Australian clothing retailer

Jeanswest (formerly stylised JeansWest) is an Australian apparel online store, owned by Hong Kong company Harbour Guidance Pty Ltd. It operates in the market of casual wear and lifestyle, with denim playing an integral part in the product range. Its main rivals are Just Jeans and Jay Jays which stock a similar range of clothing and denim.

Originally a chain of up to 146 physical stores, Jeanswest entered voluntary administration in Australia on 15 January 2020. On 25 February 2020 it was announced that the chain would be bought by Hong Kong based Harbour Guidance Pty Ltd.

In March 2025, it was announced that the company would again be going into administration, and eventually it closed all of its remaining 90 stores, however it maintains an online presence.

==History==
Jeanswest opened its first store headed by Alister Norwood in Perth, Western Australia in 1972. By 1984, there were 28 stores across Western Australia.
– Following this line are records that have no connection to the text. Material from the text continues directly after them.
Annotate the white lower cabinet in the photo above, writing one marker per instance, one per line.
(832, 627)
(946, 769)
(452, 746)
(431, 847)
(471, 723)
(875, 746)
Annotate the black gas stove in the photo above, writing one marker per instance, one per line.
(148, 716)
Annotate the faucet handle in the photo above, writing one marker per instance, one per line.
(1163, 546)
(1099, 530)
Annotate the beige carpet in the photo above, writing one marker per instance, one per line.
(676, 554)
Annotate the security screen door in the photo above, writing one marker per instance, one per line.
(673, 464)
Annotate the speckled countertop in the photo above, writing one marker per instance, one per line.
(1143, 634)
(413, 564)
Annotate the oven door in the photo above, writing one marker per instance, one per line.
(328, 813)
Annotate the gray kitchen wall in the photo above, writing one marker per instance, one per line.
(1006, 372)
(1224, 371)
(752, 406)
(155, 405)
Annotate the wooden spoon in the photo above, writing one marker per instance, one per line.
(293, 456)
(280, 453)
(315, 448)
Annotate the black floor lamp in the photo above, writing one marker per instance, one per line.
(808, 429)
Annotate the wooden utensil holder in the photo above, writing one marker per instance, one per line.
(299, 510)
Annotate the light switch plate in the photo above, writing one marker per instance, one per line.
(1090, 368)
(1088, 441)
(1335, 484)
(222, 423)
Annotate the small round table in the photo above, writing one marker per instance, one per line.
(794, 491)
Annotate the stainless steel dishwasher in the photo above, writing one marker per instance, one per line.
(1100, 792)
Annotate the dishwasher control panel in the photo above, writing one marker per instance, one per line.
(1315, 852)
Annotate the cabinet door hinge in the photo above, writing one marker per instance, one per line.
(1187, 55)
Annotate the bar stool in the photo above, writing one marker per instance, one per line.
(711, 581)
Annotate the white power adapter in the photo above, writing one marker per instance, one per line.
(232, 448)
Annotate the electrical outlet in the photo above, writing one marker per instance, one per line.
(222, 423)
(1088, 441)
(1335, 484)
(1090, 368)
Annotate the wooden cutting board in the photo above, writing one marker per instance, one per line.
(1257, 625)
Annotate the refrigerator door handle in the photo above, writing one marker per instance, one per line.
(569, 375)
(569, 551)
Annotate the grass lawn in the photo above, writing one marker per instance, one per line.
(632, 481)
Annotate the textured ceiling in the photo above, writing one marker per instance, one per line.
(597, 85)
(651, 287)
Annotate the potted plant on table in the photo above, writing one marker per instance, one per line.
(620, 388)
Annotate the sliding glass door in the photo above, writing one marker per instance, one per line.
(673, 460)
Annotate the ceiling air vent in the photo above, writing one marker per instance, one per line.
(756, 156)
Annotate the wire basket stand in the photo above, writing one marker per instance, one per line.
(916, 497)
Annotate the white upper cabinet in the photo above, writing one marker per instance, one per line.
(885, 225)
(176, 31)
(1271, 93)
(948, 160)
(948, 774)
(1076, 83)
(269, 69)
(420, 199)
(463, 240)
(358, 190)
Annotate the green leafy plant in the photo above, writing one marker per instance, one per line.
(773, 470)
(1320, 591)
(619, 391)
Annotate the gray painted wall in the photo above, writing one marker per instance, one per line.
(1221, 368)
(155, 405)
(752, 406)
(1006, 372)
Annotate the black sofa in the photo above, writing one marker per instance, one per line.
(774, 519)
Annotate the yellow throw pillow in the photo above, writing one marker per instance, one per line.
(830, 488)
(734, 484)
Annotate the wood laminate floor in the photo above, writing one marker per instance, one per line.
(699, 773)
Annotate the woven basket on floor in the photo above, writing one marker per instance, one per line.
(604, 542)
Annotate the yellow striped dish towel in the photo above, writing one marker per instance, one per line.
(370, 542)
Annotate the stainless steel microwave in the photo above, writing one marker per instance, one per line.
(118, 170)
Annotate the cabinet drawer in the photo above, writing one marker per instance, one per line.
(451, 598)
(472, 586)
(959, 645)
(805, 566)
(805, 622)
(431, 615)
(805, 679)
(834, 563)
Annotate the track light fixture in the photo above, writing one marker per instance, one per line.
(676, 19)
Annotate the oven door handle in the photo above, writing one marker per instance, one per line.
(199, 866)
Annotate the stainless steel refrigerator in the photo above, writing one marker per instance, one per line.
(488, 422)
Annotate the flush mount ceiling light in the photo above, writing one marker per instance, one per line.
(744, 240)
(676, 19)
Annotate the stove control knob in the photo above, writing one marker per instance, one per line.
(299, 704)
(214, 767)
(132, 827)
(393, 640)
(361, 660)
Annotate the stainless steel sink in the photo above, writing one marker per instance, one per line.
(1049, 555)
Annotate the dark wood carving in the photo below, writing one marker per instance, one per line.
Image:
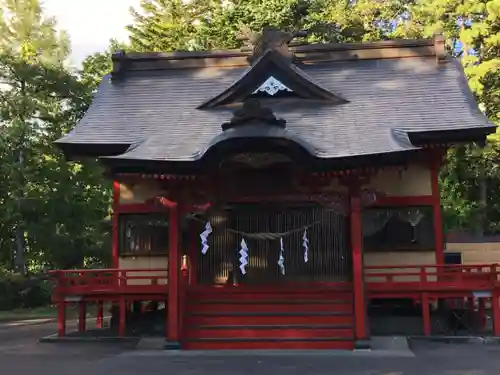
(252, 110)
(270, 38)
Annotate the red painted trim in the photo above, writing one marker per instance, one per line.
(308, 288)
(481, 311)
(122, 317)
(496, 313)
(82, 316)
(420, 200)
(115, 230)
(61, 318)
(173, 276)
(100, 314)
(436, 203)
(139, 208)
(357, 261)
(193, 252)
(426, 316)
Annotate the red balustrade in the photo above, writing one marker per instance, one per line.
(445, 279)
(109, 281)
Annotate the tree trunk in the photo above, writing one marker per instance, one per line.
(482, 204)
(19, 261)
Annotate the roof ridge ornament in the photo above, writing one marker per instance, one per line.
(271, 38)
(252, 110)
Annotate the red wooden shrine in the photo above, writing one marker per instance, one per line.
(350, 164)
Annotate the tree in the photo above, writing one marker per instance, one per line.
(26, 32)
(52, 209)
(470, 180)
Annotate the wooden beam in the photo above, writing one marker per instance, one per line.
(173, 334)
(436, 160)
(357, 261)
(115, 230)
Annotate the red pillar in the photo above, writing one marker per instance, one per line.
(173, 280)
(61, 318)
(100, 314)
(357, 263)
(122, 317)
(115, 234)
(436, 199)
(82, 316)
(426, 316)
(193, 252)
(496, 313)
In 1985, Jeanswest branched into Queensland, buying the Eagle Jeans chain of stores, followed by New South Wales in 1987 and Victoria in 1992. In 1990 Norwood relinquished control of JeansWest to Peter Volk and Glorious Sun Group. The company's headquarters was moved from Perth to Melbourne.

Jeanswest entered voluntary administration in Australia as of 15 January 2020, leaving the future of its 146 Australian stores and the employment of its almost-1000 staff in doubt. It was announced on 25 February 2020 that the chain would be bought by Hong Kong based Harbour Guidance Pty Ltd, in a deal that was meant to save 106 of the affected Australian stores, meaning 40 stores would remain closed and their 308 staff members offered redundancies.

On 25 March 2025, administrators from Pitcher Partners announced that the brand and its 90-plus stores in Australia would close, with the loss of hundreds of jobs. Jeanswest's New Zealand stores were not affected.

Later, the online store shut down and was reduced to a banner to a store locator whilst running out on stock and inventory, citing "overwhelming demand".

In July, Harbour Guidance reacquired the brand in a deed of company arrangement, though it only sought unsecured creditors owing $13 million receive 2c/$.

In January, it received criticism for using AI-generated advertisements to promote its products on social media. It occasionally culminated in artifacts such as twins, prompts in audio, and an Uluru-Sydney Opera House.